The scientific and medical communities use results from randomised clinical trials (RCTs) to assess the efficacy and safety of new and currently-used drugs. There are some that suggest the involvement of pharma in RCTs can bias the design, interpretation and publication of results. To investigate this relationship further, Ahn et al. analysed the association between the industry financial ties of principal investigators and study outcome by looking at a random sample of 195 efficacy-related RCTs published in 2013. Their analysis found that 68% of the RCTs reported financial ties between principal investigators and industry, and this rose to 76% among studies with positive outcomes. The authors suggest that publication bias, ties between principal investigators and pharma potentially influencing study design and analysis, and a lack of independent statistical analysis could all be contributing factors. They conclude that “more thought needs to be given to the roles that investigators, policy makers, and journal editors can play in ensuring the credibility of the evidence base.”
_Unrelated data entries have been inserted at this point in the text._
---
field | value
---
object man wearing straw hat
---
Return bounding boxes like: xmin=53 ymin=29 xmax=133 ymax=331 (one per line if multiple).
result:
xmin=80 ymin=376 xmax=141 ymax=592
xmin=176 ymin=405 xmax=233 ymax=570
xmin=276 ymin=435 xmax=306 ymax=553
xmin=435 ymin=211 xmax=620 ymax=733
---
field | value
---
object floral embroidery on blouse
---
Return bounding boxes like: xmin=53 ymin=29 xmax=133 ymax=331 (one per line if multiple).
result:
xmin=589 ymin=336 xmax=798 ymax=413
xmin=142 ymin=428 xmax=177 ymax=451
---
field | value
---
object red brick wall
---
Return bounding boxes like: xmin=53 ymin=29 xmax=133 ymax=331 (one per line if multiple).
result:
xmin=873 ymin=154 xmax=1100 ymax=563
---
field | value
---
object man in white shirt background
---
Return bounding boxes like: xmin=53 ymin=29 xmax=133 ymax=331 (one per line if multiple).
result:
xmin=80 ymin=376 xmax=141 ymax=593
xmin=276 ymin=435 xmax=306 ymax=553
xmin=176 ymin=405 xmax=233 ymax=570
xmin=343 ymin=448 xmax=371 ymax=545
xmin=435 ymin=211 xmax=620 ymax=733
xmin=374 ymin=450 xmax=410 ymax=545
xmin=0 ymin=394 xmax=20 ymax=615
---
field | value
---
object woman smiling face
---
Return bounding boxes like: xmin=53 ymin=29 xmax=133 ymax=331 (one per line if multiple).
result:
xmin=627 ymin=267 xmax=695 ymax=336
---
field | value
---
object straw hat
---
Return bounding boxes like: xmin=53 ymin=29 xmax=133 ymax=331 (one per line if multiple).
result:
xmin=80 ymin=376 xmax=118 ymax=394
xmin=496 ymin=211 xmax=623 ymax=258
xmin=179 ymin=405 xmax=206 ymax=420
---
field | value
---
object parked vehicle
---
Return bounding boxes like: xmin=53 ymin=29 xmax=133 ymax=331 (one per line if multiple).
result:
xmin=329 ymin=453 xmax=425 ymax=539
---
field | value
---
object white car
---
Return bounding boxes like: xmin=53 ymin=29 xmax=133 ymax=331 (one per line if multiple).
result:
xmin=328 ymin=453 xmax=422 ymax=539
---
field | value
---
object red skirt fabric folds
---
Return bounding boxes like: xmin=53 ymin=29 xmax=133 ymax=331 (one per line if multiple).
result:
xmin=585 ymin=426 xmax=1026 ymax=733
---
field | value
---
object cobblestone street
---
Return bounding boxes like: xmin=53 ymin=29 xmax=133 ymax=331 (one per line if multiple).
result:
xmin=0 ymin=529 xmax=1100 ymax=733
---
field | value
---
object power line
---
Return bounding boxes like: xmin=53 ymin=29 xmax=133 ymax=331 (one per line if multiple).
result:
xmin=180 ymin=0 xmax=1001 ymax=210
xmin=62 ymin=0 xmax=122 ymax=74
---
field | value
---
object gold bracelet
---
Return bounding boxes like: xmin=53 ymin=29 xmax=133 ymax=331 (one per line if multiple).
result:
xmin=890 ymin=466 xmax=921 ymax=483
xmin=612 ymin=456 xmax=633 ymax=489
However, as reported by Ben Goldacre, industry is not the only culprit. Academics and industry alike have been implicated in the non-reporting of clinical trial results and, as in the study above, those that are published tend to have more favourable outcomes. Indeed, everyone involved in the process of drug development, including pharma, academia, regulators, journal editors and health services, has a role to play. Goldacre concludes that all of those involved need to stand up and take ownership of the problem and work out a solution. This is imperative if clinicians are to have confidence in what they read and use the published data to make informed choices on the best treatment options for their patients.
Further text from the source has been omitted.